Only she was wrong. It wasn’t a dream, but a memory. Sweat rushed from his skin at the starkness of it.

Aislinn hovered nearby, as if unsure where to put herself. Her hands glossed over him. “Are you—”

“I killed my mother.”

Aislinn did not still, barely even paused. “I know.”

Caer froze, looking up at her. Had one of the dwarves told her? He’d babbled out the whole story, the night he’d come to them, but they’d seemed to understand this wasn’t something he wanted to share—

“The others didn’t tell me,” Aislinn went on, reading his hesitation. “I just took an educated guess. Your powers… the way you fled the castle… the timing…”

“I didn’t… I didn’t mean to.”

“I know that, too.”

The softness and surety of her words didn’t reach him, only his desperate need to explain.

“She was just in such pain, and I wanted it to be over, and, and something happened, and then itwasover, and it wasn’t, because she didn’t stay dead, she came back, and the guards tried to stop me and I—”

“Ssh, ssh,” Aislinn said, inching closer. “It’s over now.”

She couldn’t say ‘it’s all right.’ She couldn’t pat his hand like Minerva had when he’d told the others and tell him it was fine.
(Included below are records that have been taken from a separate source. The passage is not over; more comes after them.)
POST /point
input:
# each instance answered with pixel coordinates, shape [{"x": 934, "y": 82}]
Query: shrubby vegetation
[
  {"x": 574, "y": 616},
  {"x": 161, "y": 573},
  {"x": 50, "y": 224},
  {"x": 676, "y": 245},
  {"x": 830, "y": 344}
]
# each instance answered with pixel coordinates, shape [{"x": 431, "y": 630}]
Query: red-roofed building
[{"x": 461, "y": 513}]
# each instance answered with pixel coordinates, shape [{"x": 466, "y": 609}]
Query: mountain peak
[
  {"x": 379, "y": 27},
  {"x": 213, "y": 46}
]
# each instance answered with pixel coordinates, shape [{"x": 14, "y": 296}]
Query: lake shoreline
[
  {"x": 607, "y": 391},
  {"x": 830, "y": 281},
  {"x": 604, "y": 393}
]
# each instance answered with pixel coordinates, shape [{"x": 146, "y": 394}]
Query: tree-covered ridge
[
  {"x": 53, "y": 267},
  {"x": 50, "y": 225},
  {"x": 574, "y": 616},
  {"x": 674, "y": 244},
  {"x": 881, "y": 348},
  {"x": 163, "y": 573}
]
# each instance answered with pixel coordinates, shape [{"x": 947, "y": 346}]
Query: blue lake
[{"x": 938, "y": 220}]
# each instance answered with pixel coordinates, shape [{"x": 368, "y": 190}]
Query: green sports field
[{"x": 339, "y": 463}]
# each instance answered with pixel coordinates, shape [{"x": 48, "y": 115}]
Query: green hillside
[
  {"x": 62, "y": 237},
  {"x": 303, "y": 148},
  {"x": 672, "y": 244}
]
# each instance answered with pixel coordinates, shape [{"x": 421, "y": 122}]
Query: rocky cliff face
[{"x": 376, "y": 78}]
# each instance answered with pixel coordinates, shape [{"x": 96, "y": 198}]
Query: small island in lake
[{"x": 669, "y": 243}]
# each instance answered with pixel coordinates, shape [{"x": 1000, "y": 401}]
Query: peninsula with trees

Because it wasn’t. Her tongue knew the shape of a lie.

“Caer?”

He couldn’t look her in the eye. He couldn’t look at her and he couldn’t hold her and he wanted to. He wanted to so badly. But the thought of her skin turning grey, her eyes white, the thought of twisting her—

She dropped his blanket over his shoulders and hugged his back. “This is all right, isn’t it?” she whispered. “It has to be skin-on-skin?”

He swallowed, desperately hoping that assumption was correct. He’d never hurt anything he wasn’t directly touching, and although he’d reanimated the already-dead without contact, he’d never killed anything without physical contact. This was safe. It had to be. If it wasn’t, if he couldn’t latch onto anything, he thought he might slip away entirely.

“Yes,” he said, voice hushed, “this is all right.”

“Follow my breathing,” Aislinn instructed. “If you can. Breathe with me.”